This work addresses the limitations of conventional multimodal approaches that rely on fixed embeddings and struggle to flexibly capture task-relevant semantic structures. The authors propose S3, a novel framework that unifies specialized semantic experts, task-adaptive routing, and sparsification mechanisms within a Mixture-of-Experts (MoE) architecture, enabling dynamic selection and pruning to form structured multimodal representations. Evaluated on four MultiBench benchmarks, S3 achieves substantial performance gains. Notably, the study reveals an inverted U-shaped relationship between model performance and sparsity: optimal results are attained at moderate sparsity levels, effectively balancing computational efficiency with representational capacity.

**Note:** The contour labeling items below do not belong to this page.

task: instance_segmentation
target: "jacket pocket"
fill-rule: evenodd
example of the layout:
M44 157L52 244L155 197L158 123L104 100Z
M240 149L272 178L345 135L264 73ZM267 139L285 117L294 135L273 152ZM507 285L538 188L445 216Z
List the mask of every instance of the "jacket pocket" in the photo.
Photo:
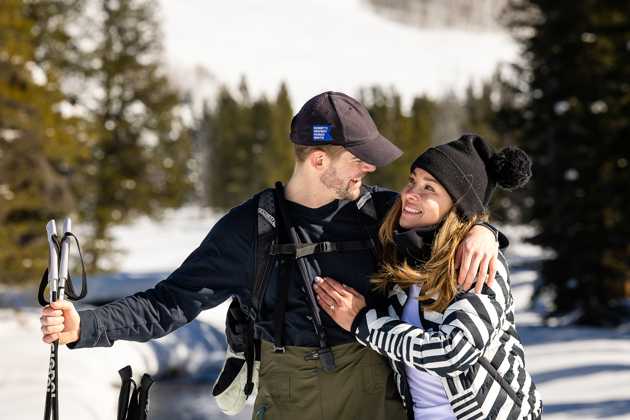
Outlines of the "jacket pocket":
M516 401L518 399L518 397L516 395L516 392L512 388L508 382L505 380L502 376L499 373L499 372L495 369L495 367L490 364L490 361L484 356L481 356L479 358L479 364L482 368L486 370L486 371L492 376L496 382L501 385L501 387L503 388L503 390L507 393L508 396L510 397L513 401Z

We propose S3 (Specialization, Selection, Sparsification), a framework that rethinks multimodal learning through a structural perspective. Instead of encoding all signals into a fixed embedding, S3 decomposes multimodal inputs into semantic experts and selectively routes them for each task. Specialization forms concept-level experts in a shared latent space, Selection adapts routing for task-specific needs, and Sparsification prunes low-utility paths to yield compact, information-minimal representations. Across four MultiBench benchmarks, S3 improves accuracy and shows a consistent reverse U-shaped sparsity-performance trend, with peak performance at intermediate sparsity. These results suggest that structuring multimodal representations as selectable semantic components provides a practical and principled alternative to contrastive learning or InfoMax-driven approaches.